Features such as traceability, transparency, non-modifiability, confidentiality, and transmission speed are applicable in many other fields in addition to that of Cryptocurrencies. A very interesting field of application is certainly that of healthcare, where a confidential, fast, and widespread transmission of data could have many virtuous implications. In fact, sharing medical records quickly and securely would result in better collaboration between various doctors and specialists with the development of a better diagnosis and treatment path for each individual patient. Furthermore, the amount of data in an anonymous form accessible to all, allows a huge database for medical research with consequent developments in the treatment of diseases and medical innovation.

Another field where the application of blockchains is beneficial is that of personal security where its own database can allow us to keep our history safe.  For example, think of a security platform where you can keep documents such as your passport and identity card, education transcripts, driving license, and all other necessary information. We will no longer have the burden of having to keep paper copies, or losing the documents we need, but we could instead rely on simply accessing our block and having everything available at any time.

For all the aforementioned reasons, even fields such as insurance companies, the real estate market, and all the figures that gravitate around it could develop this technology over time.
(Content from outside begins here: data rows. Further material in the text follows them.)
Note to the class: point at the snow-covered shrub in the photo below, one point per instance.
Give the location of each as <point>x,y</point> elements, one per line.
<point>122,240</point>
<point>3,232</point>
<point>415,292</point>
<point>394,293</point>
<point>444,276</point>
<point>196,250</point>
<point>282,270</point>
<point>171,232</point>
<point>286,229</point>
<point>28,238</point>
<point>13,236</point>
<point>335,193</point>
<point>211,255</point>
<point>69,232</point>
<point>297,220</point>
Furthermore, when concerned with financial resources, banks could develop their own blockchain to reduce security problems and costs of international transactions. Micropayments would be fueled following a reduction in commissions and situations such as small publishing or even a simple coffee at a bar would undergo a revolution.

Blockchain and investments

When it comes to investments and Blockchain, the first thought certainly goes to Bitcoin and other cryptocurrencies that have gained popularity over the years. In fact, Bitcoin can be said to be responsible for the fortune of someone who found himself a millionaire from one month to the next. The current trend we see is that electronic money seems to be the future of our society and economy. Suffice it to see that even today many giants are betting strongly on this field. The big problem is the high volatility which leads to swings so strong that even the most experienced investors get dizzy. Going from a value of US$35 thousand to US$3 thousand and vice versa can take a few weeks. Above all, what is frightening is the almost impossibility of predicting the medium and long-term trend, making the investment a lottery.
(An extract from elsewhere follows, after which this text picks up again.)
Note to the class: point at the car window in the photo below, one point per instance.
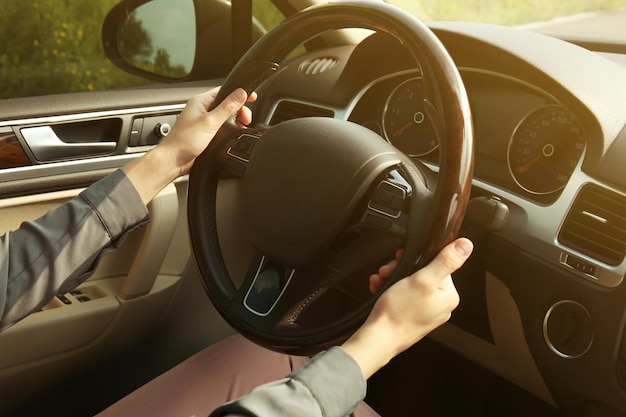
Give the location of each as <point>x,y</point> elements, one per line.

For this reason, the most experienced investors have begun to diversify their portfolios by reducing the percentage of cryptocurrencies and sniffing out the companies that are implementing the use of Blockchain and its incredible technology.

The famous saying that circulates among experts and which explains the director’s concept well is as follows: ‘When we are in the midst of the gold rush, it is not very wise to invest in gold diggers but rather in shovels.”
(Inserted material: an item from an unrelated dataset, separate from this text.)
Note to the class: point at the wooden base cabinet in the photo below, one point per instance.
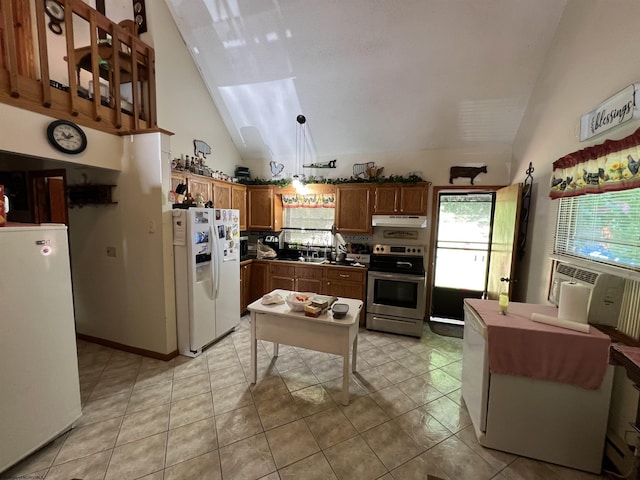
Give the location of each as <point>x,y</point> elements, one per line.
<point>347,282</point>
To do as this saying asks there are various options depending on your abilities and needs. For example, there are dedicated mutual funds, which seek to invest in all those companies that are developing and implementing the use of Blockchain. Then there are companies that take advantage of both cryptocurrency and Blockchain markets such as Nvidia, Galaxy Digital Holdings, or CME Group. Or, there are also industry giants that are opening up to the use of these technologies and promise to expand their value further in the future such as Intel, Mastercard, Amazon, and IBM.

Bitcoin is not an investment. An investment is an opportunity that has a greater chance of success. Investing in a company or in bonds is an investment because it gives us an expected return via dividends or interest (unless there is a bankruptcy). Bitcoin is not a bet but a speculation because it has potential, yet the return is not certain, there is no cash flow. What we have is a notion that is gradually being validated over time – or at least there are pieces of the puzzle that seem to make more sense to an investor. At this point, we can stand aside and see how things go. Or, we can put a portion of our money into this asset and participate in the most important bet for our generation. I say take the risk on Blockchain!